When I was a young writer, I was invited to take the full tour in the Raiford Prison in Raiford, Florida. We went through the death house and while the Electric Chair has been discarded by many states, it was very active then. I spoke with some of the inmates in the death house. In just seven hours, one was to take the last 22 steps to the chair and his own death. Who is he? Where was he born? What events brought him to this place? Who’ll throw the switch? Where will he be buried? Who cares?
As I marked off the twenty two steps to be taken, I thought of some twenty-two steps that might just lead one to this place and to the Chair.

(1) Begin early and give the child anything and everything he wants. Then he will believe the world owes him a living.
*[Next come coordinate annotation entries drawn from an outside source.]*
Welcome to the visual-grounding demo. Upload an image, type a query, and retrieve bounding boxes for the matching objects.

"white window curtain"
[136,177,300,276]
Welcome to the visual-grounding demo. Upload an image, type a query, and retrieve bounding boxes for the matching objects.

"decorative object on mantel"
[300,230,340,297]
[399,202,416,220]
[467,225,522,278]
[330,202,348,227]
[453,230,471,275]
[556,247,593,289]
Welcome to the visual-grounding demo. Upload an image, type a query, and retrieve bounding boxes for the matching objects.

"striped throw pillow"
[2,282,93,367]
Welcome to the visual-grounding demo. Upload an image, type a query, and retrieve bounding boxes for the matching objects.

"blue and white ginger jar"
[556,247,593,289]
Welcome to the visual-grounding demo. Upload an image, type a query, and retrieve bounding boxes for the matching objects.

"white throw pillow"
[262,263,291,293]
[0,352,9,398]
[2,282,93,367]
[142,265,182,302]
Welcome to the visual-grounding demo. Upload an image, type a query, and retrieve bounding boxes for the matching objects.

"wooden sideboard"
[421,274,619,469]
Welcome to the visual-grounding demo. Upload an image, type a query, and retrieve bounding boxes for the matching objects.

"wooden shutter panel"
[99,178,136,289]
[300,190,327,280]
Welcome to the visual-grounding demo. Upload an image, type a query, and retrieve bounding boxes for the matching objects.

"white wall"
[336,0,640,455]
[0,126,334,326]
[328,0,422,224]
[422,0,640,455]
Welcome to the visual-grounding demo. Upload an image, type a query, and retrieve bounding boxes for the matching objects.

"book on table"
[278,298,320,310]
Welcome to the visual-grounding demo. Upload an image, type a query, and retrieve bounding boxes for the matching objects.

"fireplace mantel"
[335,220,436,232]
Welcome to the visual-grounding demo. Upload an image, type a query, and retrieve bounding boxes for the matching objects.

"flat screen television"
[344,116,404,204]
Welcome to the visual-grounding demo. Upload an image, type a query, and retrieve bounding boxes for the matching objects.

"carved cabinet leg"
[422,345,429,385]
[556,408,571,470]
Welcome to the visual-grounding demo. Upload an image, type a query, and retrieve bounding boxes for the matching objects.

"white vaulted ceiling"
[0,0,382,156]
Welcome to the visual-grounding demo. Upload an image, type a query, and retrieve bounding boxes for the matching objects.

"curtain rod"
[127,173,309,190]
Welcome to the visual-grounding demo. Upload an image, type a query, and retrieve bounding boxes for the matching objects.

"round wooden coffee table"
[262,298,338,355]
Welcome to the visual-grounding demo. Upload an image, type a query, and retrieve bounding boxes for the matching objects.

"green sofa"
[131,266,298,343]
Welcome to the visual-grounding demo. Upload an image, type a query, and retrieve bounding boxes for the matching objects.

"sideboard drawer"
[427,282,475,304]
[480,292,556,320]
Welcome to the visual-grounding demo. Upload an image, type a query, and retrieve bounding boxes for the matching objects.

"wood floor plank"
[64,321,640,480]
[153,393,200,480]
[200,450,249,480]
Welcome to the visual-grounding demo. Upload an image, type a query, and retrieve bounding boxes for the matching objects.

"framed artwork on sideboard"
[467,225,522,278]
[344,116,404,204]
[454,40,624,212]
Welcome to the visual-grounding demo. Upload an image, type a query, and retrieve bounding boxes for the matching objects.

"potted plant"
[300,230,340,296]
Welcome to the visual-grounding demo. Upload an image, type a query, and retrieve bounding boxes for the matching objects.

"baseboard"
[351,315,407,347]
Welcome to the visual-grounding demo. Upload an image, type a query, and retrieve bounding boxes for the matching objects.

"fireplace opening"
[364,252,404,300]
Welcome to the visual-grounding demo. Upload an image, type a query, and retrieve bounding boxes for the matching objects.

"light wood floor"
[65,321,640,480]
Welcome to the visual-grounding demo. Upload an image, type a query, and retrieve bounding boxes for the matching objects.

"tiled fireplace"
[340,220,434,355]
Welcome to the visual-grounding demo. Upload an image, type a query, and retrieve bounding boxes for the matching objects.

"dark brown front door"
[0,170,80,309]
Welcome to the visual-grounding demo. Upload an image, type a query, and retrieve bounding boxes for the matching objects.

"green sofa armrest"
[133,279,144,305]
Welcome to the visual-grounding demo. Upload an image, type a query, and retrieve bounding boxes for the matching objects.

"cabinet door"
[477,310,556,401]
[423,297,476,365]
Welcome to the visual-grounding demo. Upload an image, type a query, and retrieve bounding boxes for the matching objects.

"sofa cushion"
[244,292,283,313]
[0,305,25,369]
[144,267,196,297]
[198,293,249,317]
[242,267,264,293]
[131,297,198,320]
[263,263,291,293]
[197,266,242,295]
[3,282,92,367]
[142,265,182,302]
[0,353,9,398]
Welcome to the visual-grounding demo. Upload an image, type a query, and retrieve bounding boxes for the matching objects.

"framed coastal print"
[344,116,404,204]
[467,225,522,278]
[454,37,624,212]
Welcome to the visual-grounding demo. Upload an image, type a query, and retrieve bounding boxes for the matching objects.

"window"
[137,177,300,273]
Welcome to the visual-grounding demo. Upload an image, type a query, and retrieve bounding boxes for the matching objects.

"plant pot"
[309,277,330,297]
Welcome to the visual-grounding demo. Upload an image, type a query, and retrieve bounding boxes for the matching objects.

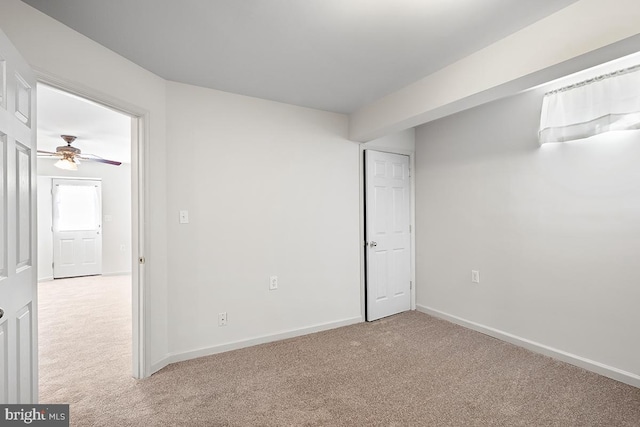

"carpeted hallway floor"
[39,278,640,427]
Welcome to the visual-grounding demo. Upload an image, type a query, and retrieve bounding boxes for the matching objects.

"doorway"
[38,79,144,384]
[364,149,414,321]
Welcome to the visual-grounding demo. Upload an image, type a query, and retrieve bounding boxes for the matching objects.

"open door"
[0,31,38,404]
[364,150,411,321]
[52,178,102,279]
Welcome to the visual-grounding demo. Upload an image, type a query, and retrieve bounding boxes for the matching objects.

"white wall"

(2) Do everything for him. Bear his responsibilities at every turn. He will learn to throw his burdens on others.
(3) Make him thoroughly dependent on you by waiting on him hand and foot. The habit will be well established and he can rightly blame others for his own failures.
(4) Praise him lavishly in his presence. Show him how much smarter he is than other children.
(5) Permit and encourage the child to do as he pleases. He will expect the same privilege in society.
(6) Tell religious jokes in his presence. Talk about those “Holier than thou” and have a good laugh at the expense of the “Holy Joes”.
(7) Lose your patience often and easily. Blow up and bluster and blast the air around your child. Prepare him for tensions, headaches and ulcers.
(8) Tell people, especially in his presence, that your child never does anything wrong. Policemen can be wrong – teachers can be wrong, but he is never wrong.
(9) Call him clumsy and stupid and talk about his sorry attitude and how that he will never amount to much in this life. Use the word CAN’T as often as possible.
(10) Find fault with him often. Never compliment him on the things he does well.
(11) Nag him constantly.
(12) Be down on the government. Tell him all politicians are rotten and corrupt. Tell him that his generation is ‘going to the dogs’.
(13) Interrogate him. Where have you been, when did you get there? Who did you go with? This should cause him to quit telling you anything and just clam up.